I’ve been looking into the new GNSS Galileo satellites and I see the they make a big difference for GNSS in the near future for people all over the world.

Keep up the good work.

Larry


(David Braund) #12

Great work.
How exactly are you controlling the steering and acceleration?


(Kyler Laird) #13

Steering is controlled by a hydraulic valve and monitored by a hall-effect rotary position sensor. (It’s a GM ride height sensor - much more robust and much less expensive than the linear potentiometer I used for my first project.)

Acceleration is only controlled by the clutch for now. It uses a linear actuator with feedback and limit switches. (I ignore the feedback now.) Either the linear actuator or the pedal can activate the clutch. That helps a lot when things go wrong.

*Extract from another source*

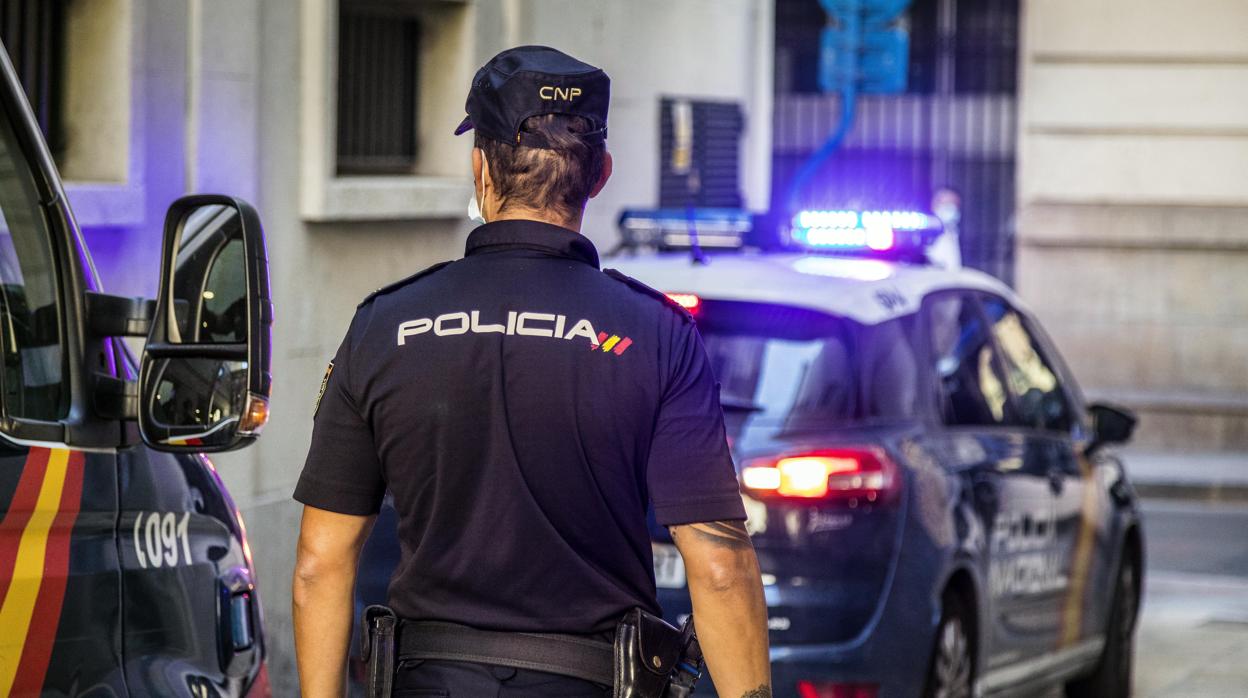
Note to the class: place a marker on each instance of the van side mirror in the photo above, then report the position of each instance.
(205, 376)
(1111, 425)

Eventually I want to control the transmission and throttle. My next project, however, is to raise/lower a trailing implement. Then I can use it to disk and drill.


(Eric ) #14

Very cool project!!!

I’m working on something very similar for use with a snow grooming machine. I started with a Reach feeding an Arduino Due and the Due ran the ECEF conversion and nav code. It was cheap and easy but creating a nice GUI proved a total pain. Right now I’m in the early stages of moving the nav code directly onto the Edison that is on the Reach. The GUi will interface with the Reach and the Reach will command the micro controller to drive the machine. For implement (Blade) control I’m having the nav code look forward on the path based on travel speed. The blade functions on a snowcat are not very fast so this way it knows where the blade should be when it actually gets there. The snow has melted here so I’m back to trials on a simple tracked rover in the local park but I may be back in a cat working on Mt Hood later this summer.


(Kyler Laird) #15

Tractobot01 is becoming useful.


By next weekend, I should have implement control added so I don’t have to sit in the cab.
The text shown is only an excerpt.